Years ago, FIGG began inviting residents near the site of a new bridge to have a say in its design, the best way to ensure that the bridge would be welcome and fully integrated into the community. FIGG CEO Linda Figg recalled asking residents at a Verona Island-Prospect session, “Who are you? What would you like the rest of the world to know about your community when they come to visit?” Responses from the no-nonsense Mainers were many, but boiled down to this: We are all about granite. Granite from nearby Mount Waldo was used to construct many of the nation’s monuments including, memorably, the Washington Monument.
PENOBSCOT NARROWS BRIDGE MAP AND OBSERVATORY TALLEST PUBLIC BRIDGE MAP OBSERVATORY IN THE WORLD Photo Gallery
That got FIGG’s designers thinking. Since the pylons had to be extremely tall for a span long enough to cross the Penobscot Narrows, why not shape them as obelisks, using the same tapered form as the Washington Monument, and clad them in granite, a nod to the region’s granite. From there, it was a short leap to a much bigger ideaone pylon would incorporate an observatory like the one at the top of Washington’s monument. The concept captured the community’s imagination, and it blossomed.
The bridge, a balanced cantilever construction that uses a single box girder, is 2,120 feet (646 meters) long, with a main span of 1,161 feet (354 meters) and side spans of 480 feet (146 meters). Thanks to the owner-facilitated design/build agreement, MaineDOT retained control over both schedule and budget; the bridge was delivered in less than forty months. Cianbro/Reed & Reed, a joint venture, constructed it.
For all its utility, beauty, and historical continuity, what truly sets this bridge apart is its innovative structure. It is one of two bridges in the nation, both designed by FIGG, that incorporate a “cable-stayed cradle system.” Invented by engineer W. Denney Pate, FIGG’s lead designer, the cradle system streamlines construction, cuts costs by eliminating the need for pylon anchorages, and permits longer bridge spans.
Each strand is continuous from the bridge deck through the curved cradle in the pylon and back to the deck. Every strand has its own pipe, and acts independently. This means that individual strands can be removed, inspected, and replaced without closing traffic lanes. Moreover, because the strands are replaceable, new strand materials can be used as they are developed, making the bridge a real-time testing laboratory. In fact, shortly after its opening, several strands were removed and replaced with strands made of carbon fiber, the first use of such strands in an American bridge.
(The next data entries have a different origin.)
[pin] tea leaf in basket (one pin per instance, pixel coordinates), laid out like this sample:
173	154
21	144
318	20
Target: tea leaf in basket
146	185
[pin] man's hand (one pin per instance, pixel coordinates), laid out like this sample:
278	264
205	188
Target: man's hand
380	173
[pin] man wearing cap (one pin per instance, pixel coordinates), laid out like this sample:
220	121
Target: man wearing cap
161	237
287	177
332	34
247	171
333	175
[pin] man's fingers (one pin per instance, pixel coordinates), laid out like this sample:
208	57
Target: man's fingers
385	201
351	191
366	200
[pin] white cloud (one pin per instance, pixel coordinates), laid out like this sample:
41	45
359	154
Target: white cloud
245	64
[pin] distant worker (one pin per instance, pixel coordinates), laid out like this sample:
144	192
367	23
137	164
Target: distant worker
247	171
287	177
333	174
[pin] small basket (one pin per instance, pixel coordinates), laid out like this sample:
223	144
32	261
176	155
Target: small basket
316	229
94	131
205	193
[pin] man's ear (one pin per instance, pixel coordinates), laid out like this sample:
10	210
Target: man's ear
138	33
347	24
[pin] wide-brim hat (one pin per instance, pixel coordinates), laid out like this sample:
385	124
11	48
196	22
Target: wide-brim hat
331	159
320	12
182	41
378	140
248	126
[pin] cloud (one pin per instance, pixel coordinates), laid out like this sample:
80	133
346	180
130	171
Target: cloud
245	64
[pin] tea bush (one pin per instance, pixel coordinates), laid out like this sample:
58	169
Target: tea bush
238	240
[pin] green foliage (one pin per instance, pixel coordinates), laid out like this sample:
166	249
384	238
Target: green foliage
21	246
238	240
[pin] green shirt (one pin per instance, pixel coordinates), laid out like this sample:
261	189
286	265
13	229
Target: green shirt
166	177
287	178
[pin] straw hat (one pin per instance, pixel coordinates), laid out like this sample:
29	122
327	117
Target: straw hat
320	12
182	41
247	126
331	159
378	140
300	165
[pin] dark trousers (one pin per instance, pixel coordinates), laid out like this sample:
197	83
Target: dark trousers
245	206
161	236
The test monitors the viability of using this composite material, which is stronger than steel, on future spans. The patented, award-winning system also has been installed in the Veterans’ Glass City Skyway in Toledo, Ohio (see pages here-here).
Verona Island-Prospect now boasts the tallest public bridge observatory in the world, attracting thousands annually and enriching the economy just as it has enhanced the community’s pride and unique sense of place. Mainers everywhere agree that the new crossing is “wicked good.”
Each of the forty stays contains forty-one to seventy-three strands. The stays are encased in tubes that have been injected with inert gas to inhibit corrosion, a feature that also allows changes in pressurization to be detected and automatically corrected.
Verona Island-Prospect’s natural and historic treasures, including Fort Knox, a key military outpost during the Civil War, can be seen from the observatory.